③-3

「おおっ、わかってんじゃねえか――。うわっ、なんだここ!? おい、早く助けろ、おい、てめえ」

 じりじりと後ずさる長崎の背中に掌を当てて止めて、改めて、見下ろした。長崎が多賀を見上げ、へらりと笑う。

「何だ、どうした――」

 その頬を張って、蹴った。無様に転がり、そのまま縁を越える。

「あ」

 長崎が、間抜けな顔をして、視界から消えていった。

「~~っ⁉」

 最後に、吸い込むような声が聞こえてた気がして、地面との鈍い衝突音が響く。

 髪を掻き上げ、額に風を受ける。

 柔らかく水が詰まった重たいものが弾けるような音もしたが、見たくもなかった。

 踵を返す。

 目の前に、世にも美しい女が立って、微笑んでいた。

「お見事」

 義堂だった。そのまま近付き、多賀を抱き締める。

「よくできたわ。おめでとう。でも、まだ最後の儀式が残ってるわよ」

 そう言って、多賀を振り向かせ、背中を押して屋上の縁へ追いやった。

「下を見て?」

 義堂の言葉には逆らえない。

 血が、ぶちまけられていた。

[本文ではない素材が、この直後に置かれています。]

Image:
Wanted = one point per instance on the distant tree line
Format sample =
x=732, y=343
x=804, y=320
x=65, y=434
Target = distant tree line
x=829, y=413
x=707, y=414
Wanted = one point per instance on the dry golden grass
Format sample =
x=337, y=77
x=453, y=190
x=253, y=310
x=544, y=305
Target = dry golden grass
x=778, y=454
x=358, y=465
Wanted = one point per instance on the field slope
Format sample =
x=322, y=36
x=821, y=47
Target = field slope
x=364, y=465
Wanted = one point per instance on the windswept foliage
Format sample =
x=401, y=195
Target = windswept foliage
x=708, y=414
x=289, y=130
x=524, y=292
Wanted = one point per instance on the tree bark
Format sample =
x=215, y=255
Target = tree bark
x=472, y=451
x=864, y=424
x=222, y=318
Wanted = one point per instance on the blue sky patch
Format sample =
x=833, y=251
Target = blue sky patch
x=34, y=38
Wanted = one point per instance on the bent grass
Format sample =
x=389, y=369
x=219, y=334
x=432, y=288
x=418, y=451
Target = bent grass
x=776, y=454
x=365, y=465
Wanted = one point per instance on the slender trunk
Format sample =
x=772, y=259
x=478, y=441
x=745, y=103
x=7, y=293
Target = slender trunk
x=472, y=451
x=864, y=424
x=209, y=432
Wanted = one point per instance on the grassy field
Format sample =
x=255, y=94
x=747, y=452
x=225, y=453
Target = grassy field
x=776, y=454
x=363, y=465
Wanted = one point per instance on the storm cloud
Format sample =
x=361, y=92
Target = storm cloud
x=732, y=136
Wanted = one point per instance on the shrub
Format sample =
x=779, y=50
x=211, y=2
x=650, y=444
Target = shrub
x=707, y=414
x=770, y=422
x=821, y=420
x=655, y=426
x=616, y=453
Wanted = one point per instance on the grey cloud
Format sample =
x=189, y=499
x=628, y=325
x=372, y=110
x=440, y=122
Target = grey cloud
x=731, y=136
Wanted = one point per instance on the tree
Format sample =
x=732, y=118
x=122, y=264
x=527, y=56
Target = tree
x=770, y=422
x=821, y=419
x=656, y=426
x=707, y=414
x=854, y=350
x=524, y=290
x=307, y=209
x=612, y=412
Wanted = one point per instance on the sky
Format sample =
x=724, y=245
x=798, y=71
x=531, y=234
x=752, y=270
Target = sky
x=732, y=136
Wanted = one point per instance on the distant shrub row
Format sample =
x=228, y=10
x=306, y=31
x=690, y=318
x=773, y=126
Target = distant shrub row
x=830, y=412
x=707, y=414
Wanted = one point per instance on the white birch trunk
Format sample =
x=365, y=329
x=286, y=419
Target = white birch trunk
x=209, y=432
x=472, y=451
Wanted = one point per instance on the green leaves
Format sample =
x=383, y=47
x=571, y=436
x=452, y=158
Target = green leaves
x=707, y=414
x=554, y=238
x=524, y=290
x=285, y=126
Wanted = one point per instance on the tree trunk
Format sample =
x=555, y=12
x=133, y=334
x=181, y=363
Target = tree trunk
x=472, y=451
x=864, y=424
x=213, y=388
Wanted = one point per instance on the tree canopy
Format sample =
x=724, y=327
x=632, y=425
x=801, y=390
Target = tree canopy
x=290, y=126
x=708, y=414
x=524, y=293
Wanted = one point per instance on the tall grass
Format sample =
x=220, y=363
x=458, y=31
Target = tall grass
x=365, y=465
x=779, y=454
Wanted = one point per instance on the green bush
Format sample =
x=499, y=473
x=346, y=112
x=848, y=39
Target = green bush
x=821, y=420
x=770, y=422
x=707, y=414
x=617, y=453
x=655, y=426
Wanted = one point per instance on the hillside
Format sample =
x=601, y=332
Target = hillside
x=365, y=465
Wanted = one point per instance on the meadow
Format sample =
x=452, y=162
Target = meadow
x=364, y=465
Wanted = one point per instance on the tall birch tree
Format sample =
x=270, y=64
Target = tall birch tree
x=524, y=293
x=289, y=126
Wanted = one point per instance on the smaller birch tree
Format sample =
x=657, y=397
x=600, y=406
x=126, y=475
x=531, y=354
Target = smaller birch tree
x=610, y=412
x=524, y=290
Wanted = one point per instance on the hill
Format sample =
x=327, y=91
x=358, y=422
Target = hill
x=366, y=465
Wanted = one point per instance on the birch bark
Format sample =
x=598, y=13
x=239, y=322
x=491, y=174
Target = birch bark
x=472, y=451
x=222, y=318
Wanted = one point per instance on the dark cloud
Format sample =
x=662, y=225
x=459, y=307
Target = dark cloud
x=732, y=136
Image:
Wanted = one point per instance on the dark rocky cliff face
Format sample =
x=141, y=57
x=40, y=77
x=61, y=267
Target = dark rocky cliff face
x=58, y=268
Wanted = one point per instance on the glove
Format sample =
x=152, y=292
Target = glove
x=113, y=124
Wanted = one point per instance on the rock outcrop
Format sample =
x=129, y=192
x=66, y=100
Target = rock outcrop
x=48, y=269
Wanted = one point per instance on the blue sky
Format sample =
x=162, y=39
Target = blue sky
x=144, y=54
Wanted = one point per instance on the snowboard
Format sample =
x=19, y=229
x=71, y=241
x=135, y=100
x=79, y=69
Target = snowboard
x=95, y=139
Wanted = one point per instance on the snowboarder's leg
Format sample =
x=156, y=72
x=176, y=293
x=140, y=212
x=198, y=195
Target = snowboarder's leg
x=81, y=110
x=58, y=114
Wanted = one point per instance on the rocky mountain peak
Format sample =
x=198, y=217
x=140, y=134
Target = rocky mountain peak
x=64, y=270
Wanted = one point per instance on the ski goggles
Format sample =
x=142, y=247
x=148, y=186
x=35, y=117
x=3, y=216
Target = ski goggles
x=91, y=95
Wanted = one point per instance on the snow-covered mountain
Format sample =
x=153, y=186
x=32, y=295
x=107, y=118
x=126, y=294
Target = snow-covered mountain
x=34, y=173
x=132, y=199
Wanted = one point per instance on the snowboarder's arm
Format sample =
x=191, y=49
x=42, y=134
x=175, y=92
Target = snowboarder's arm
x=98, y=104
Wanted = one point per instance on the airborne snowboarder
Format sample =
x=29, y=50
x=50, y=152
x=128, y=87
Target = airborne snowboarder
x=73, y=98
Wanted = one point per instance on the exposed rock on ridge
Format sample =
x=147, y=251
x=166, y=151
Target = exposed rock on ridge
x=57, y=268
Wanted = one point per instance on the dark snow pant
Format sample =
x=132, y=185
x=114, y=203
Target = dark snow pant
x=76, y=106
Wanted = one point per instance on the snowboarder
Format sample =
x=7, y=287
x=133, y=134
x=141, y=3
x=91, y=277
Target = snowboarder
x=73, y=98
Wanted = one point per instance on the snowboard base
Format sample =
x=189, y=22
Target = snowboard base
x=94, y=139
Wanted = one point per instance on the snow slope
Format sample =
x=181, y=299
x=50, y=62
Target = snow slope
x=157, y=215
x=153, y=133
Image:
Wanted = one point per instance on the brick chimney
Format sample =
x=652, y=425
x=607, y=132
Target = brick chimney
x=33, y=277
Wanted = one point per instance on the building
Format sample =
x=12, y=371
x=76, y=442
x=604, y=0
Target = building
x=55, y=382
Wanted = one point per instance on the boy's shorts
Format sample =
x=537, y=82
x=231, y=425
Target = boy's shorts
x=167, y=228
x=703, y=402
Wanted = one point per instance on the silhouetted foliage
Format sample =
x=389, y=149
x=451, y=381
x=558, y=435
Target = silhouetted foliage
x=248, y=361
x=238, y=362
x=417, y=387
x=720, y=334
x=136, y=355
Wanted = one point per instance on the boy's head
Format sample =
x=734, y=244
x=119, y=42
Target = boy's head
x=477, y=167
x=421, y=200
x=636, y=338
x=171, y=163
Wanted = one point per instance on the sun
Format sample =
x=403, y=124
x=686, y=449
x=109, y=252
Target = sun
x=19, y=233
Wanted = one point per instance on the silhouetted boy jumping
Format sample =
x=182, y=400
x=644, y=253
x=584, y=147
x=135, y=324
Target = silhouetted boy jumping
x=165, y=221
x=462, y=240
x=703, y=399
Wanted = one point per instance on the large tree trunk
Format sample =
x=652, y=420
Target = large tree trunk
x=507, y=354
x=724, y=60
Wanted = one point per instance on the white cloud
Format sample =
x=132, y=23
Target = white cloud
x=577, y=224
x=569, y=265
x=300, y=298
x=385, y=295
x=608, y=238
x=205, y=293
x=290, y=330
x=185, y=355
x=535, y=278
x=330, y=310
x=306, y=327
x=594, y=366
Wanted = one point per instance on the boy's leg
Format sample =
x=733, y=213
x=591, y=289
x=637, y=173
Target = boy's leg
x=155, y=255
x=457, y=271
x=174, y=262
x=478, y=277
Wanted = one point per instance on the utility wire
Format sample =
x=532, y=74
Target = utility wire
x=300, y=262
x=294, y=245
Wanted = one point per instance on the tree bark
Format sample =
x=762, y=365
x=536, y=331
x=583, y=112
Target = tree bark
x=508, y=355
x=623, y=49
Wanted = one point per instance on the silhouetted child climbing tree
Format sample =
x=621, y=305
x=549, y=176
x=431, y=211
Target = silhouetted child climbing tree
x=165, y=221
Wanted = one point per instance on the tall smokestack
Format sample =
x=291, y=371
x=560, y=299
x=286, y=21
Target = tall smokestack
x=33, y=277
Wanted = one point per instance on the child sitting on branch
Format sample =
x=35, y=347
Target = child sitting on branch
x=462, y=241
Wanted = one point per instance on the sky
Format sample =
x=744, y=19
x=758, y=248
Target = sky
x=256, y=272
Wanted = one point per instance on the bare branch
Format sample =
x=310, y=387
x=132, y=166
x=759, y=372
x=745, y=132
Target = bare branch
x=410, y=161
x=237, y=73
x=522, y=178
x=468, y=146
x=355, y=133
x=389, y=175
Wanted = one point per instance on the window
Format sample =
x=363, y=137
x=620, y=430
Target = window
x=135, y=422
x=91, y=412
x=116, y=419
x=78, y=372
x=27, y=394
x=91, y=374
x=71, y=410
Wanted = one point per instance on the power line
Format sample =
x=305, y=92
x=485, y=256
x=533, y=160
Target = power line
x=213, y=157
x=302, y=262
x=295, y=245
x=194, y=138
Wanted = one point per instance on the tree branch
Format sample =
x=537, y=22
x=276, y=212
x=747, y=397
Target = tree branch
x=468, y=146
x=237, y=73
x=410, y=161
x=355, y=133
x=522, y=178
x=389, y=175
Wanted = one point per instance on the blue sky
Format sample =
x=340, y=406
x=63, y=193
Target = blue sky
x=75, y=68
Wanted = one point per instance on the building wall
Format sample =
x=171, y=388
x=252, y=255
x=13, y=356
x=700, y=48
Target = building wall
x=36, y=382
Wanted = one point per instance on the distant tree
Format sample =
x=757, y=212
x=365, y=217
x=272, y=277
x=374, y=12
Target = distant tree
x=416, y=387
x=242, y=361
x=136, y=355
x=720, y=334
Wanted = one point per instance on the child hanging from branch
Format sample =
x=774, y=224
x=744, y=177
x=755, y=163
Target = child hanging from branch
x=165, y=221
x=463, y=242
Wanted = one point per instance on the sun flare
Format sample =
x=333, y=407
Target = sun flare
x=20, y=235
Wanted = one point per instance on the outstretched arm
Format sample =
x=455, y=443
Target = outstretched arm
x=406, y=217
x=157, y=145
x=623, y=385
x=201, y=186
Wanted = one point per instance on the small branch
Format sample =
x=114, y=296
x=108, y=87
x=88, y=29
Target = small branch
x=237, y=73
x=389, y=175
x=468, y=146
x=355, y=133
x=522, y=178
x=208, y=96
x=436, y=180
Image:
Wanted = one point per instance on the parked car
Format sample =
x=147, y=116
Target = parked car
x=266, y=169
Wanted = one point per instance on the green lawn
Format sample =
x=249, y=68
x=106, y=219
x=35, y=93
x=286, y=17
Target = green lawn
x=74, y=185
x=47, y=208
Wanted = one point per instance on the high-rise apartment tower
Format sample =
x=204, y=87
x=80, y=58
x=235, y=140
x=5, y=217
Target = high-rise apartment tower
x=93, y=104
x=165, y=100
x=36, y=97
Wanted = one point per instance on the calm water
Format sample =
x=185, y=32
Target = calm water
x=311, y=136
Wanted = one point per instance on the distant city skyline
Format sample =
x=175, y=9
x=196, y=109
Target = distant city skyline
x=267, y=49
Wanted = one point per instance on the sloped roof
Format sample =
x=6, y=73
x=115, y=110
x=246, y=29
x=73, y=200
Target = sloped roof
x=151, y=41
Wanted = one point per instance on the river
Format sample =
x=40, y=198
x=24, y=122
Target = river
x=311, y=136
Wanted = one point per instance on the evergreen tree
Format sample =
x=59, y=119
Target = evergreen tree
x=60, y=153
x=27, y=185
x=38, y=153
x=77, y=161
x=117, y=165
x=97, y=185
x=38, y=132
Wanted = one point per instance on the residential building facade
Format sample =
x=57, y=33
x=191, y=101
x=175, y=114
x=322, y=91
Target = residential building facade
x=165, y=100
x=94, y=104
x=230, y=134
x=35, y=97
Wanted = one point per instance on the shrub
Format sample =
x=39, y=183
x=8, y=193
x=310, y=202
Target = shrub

真ん中には、へちゃげた人影。

 息を呑んだ。

 平気な振りをしても、現実を突きつけられれば、何てことをしたのだ、と怖くなる。

 急に震えだした体を、後ろから抱き締められた。

 義堂が、腕に力を籠める。

「大丈夫よ。大丈夫。何も、問題にならないから。ただ、これを貴女が成し遂げた、ということを覚えていて。これが結果だ、ということを、忘れないでいて。そうすれば、貴女はもっと、強くなれるから」

 多賀は頷いて、義堂の腕に手を当てた。それを、掴む。

 義堂は多賀の首に顔を埋めるようにして、息を吸った。

「これから、一緒に強くなりましょう? 大丈夫、私と貴女は、これで一心同体。もう、何も怖くないわ」

 多賀は、ただただ首を上下に動かすしかできなかった。

 義堂の体温が伝わってきて、あの香りが漂ってきて、やっと、あの決意の心を思い出す。

 大丈夫、大丈夫。

 多賀は義堂の手を握り、その言葉を繰り返していた。